Eu fui contigo ao inferno
Fomos ao fundo do mar
Ó meu amor que eu mais amo
Deixa-me eu te embalar

Uma, duas ou três
Tantas, não sei contar:
Eu sei lá quantas vezes
Sai o barco para o mar;
Mas à noite há segredos
Deixa-me eu te embalar

4 comentários:

Anónimo disse...

Atrás dessa tua capa de cepticismo há um ser com uma sensibilidade fantástica.
Às vezes penso se o teu lado corrosivo, que tão bem transpiras na maioria destes teus textos, não será um escape para a tua dificuldade em expor este teu outro lado (o do teu verdadeiro Eu). Enfim, o texto de hoje mostra que já não te é assim tão difícil.
Como dizem os franceses, "keep on going!"

Ponte Vasco da Gama

Anónimo disse...

Atrás dessa tua capa de cepticismo há um ser com uma sensibilidade fantástica.
Às vezes penso se o teu lado corrosivo, que tão bem transpiras na maioria destes teus textos, não será um escape para a tua dificuldade em expor este teu outro lado (o do teu verdadeiro Eu).

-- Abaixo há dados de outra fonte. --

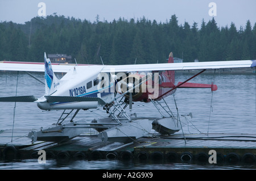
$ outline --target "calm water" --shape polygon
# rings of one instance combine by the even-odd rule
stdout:
[[[253,70],[251,71],[251,73]],[[175,81],[184,81],[193,74],[177,73]],[[34,73],[43,81],[43,74]],[[218,90],[213,95],[209,89],[180,89],[175,93],[180,114],[192,112],[192,123],[183,128],[185,133],[255,133],[256,130],[256,100],[255,73],[235,74],[217,72],[205,73],[190,82],[214,83]],[[17,74],[16,72],[0,72],[0,96],[15,96]],[[25,73],[19,73],[17,95],[44,95],[44,86]],[[212,109],[210,110],[212,95]],[[166,100],[175,110],[174,98],[170,96]],[[11,129],[14,119],[14,103],[0,103],[0,130]],[[135,103],[134,110],[138,116],[155,117],[158,113],[152,103]],[[47,128],[56,123],[61,111],[42,111],[34,103],[17,103],[14,128],[39,129]],[[77,120],[105,116],[105,111],[81,111]],[[195,128],[194,125],[196,128]],[[56,160],[39,164],[36,159],[17,162],[0,161],[0,169],[251,169],[255,165],[194,165],[189,163],[155,163],[120,161],[77,161],[60,163]]]

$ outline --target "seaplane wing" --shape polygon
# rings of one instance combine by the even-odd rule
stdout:
[[[52,64],[55,72],[67,73],[73,69],[70,64]],[[0,61],[0,70],[44,72],[44,63]]]
[[[255,66],[256,66],[256,60],[237,60],[175,64],[109,65],[105,66],[101,72],[188,70],[201,69],[214,70],[218,69],[253,68]]]

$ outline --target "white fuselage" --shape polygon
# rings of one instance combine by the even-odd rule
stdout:
[[[100,74],[102,68],[103,66],[101,65],[74,67],[73,70],[67,73],[59,80],[59,83],[53,85],[55,90],[50,96],[100,98],[106,103],[110,102],[114,97],[114,92],[110,91],[114,82],[107,80],[109,76],[105,76],[106,82],[102,85],[104,81],[101,81]],[[38,106],[44,110],[88,110],[99,106],[97,101],[48,103],[44,97],[38,102]]]

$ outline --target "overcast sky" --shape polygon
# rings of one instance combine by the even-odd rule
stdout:
[[[247,20],[253,27],[256,22],[256,0],[0,0],[0,22],[29,21],[39,15],[40,2],[46,5],[46,15],[56,12],[92,22],[98,15],[100,21],[109,22],[119,17],[137,20],[144,16],[160,23],[169,20],[174,14],[179,25],[186,21],[192,26],[195,22],[199,28],[203,19],[208,22],[213,17],[219,27],[229,27],[233,22],[238,29],[245,27]],[[210,2],[216,6],[209,7]],[[216,16],[209,15],[210,9],[216,10],[211,11]]]

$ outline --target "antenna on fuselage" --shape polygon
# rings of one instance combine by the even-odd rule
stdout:
[[[75,61],[76,62],[76,66],[77,66],[77,62],[76,62],[76,58],[75,58]]]
[[[102,58],[101,58],[101,56],[100,56],[100,57],[101,57],[101,62],[102,62],[102,65],[104,65],[104,64],[103,63]]]

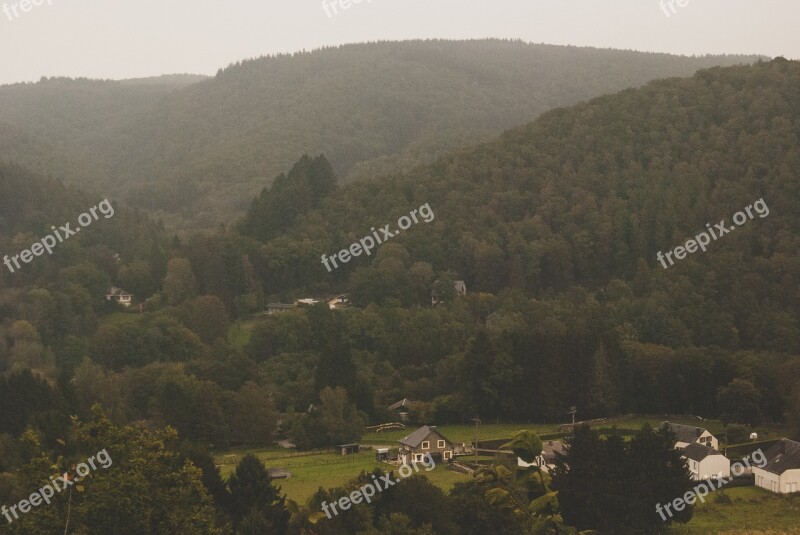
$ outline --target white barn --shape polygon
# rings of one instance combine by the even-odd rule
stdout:
[[[800,491],[800,442],[782,438],[764,457],[763,468],[753,466],[757,487],[781,494]]]
[[[731,461],[714,448],[694,442],[681,452],[686,459],[692,479],[703,481],[711,477],[730,477]]]
[[[704,444],[709,448],[719,450],[719,440],[717,437],[709,433],[708,429],[702,427],[694,427],[691,425],[671,424],[669,422],[661,422],[662,426],[669,427],[675,433],[675,447],[682,450],[689,444],[698,442]]]

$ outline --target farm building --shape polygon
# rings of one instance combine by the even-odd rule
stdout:
[[[708,429],[703,429],[702,427],[694,427],[691,425],[682,425],[682,424],[671,424],[669,422],[661,422],[661,426],[667,426],[675,433],[675,447],[679,450],[682,450],[689,444],[694,442],[698,442],[700,444],[704,444],[710,448],[714,448],[715,450],[719,449],[719,440],[712,435]]]
[[[692,479],[696,481],[714,476],[730,477],[731,475],[731,461],[722,453],[705,444],[693,442],[683,448],[681,456],[686,459]]]
[[[800,491],[800,442],[782,438],[764,457],[763,468],[753,466],[757,487],[783,494]]]
[[[449,462],[453,459],[453,443],[439,433],[435,425],[423,425],[398,442],[400,443],[398,458],[403,464],[422,462],[426,453],[430,453],[435,463]]]

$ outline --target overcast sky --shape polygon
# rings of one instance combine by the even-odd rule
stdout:
[[[32,1],[0,0],[0,83],[214,74],[274,52],[414,38],[800,59],[799,0],[327,0],[327,13],[322,0]]]

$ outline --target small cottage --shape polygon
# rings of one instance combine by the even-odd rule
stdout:
[[[398,459],[402,464],[422,462],[427,453],[435,463],[450,462],[453,459],[453,443],[437,431],[435,425],[423,425],[398,442]]]

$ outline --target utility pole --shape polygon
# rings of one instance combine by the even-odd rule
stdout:
[[[481,417],[479,415],[475,415],[475,418],[472,419],[475,422],[475,464],[478,464],[478,424],[481,423]]]

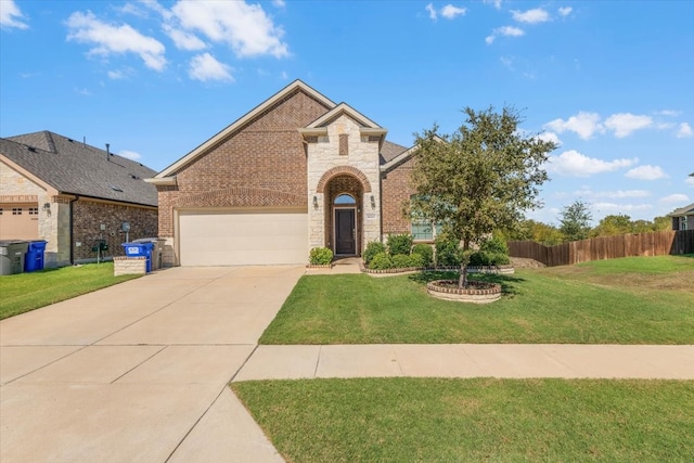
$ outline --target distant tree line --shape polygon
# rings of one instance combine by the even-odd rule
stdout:
[[[517,230],[505,232],[504,235],[506,240],[535,241],[545,246],[554,246],[589,237],[670,230],[672,224],[669,217],[631,220],[626,214],[616,214],[605,216],[596,227],[591,227],[589,205],[581,201],[564,207],[558,219],[558,226],[526,219],[519,223]]]

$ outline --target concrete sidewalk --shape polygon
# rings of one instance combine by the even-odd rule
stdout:
[[[694,346],[258,346],[234,381],[368,376],[694,380]]]

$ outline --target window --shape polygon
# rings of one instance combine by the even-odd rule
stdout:
[[[434,227],[432,227],[430,223],[413,221],[412,236],[414,241],[419,241],[419,240],[432,241],[434,240]]]
[[[354,206],[355,204],[357,204],[357,201],[351,194],[340,194],[335,198],[333,204],[336,204],[338,206]]]

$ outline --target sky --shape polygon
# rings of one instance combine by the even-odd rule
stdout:
[[[411,146],[462,110],[557,143],[528,218],[694,202],[694,1],[0,0],[0,137],[163,170],[301,79]]]

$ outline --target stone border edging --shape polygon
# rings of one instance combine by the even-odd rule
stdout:
[[[486,288],[475,287],[445,287],[438,283],[458,284],[455,280],[437,280],[426,284],[426,292],[438,299],[454,300],[457,303],[489,304],[501,299],[501,285],[498,283],[487,283],[468,281],[470,286],[489,286]]]
[[[364,266],[363,260],[359,262],[359,269],[362,273],[378,275],[378,276],[394,276],[397,274],[404,274],[411,272],[435,272],[435,271],[458,271],[460,267],[401,267],[397,269],[374,270]],[[490,273],[511,275],[515,273],[513,266],[494,266],[494,267],[467,267],[467,273]]]

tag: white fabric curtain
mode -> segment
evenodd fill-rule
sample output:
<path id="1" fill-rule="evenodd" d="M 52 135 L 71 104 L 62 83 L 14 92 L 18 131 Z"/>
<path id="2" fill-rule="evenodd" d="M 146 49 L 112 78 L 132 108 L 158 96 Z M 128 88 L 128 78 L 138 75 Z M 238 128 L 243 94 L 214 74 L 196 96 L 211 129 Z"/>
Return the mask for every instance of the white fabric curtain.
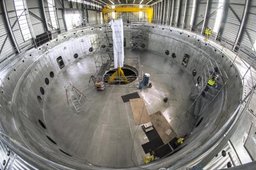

Enfim, o texto de hoje mostra que já não te é assim tão difícil.
Como dizem os franceses, "keep on going!"

Ponte Vasco da Gama

Anónimo disse...

Confesso que não costumo comentar estas coisas dos blogs e nem tenho tempo para ler todos os dias.
O amigo Felino é, no entanto, um caso insólito: tanto escreve textos cáusticos e de exactidão por vezes um pouco distorcida, como brinda o incauto leitor com prosa poético-lamechas.
Enfim, todos temos direito aos momentos lamechas, e espero sinceramente que a música de C.Paredes o ajude a adormecer os seus filhos.
Quanto aos textos cáusticos, o amigo é mesmo assim ou isto só um hobby?
Eu pergunto-me: qual o mal de fazer elogios a quem morre? A escolha da palavra "repugna-me" não terá sido exagerada? Não é característico do ser humano só dar valor ao que tem quando o perde? E porque não aproveitar esses momentos para uma reflexão mais profunda sobre a vida de cada um baseada no elogio àquele que morre?

E o seu texto de hoje? Não é um elogio a Carlos Paredes no dia da sua morte? Não terá o amigo sido traído pelas suas próprias palavras?

Um abraço do Verdadeiro Artista

Anónimo disse...

Amanhã precisarei de ajuda. Quem ma deu, sem perguntas, sem hesitações, de todos os meus tão justamente ocupados amigos, foi o felino.

(dito por quem conhece pessoalmente o felino, para quem não conhece quase nada do felino, e sabendo que o felino não apreciará este meu tipo de intromissão).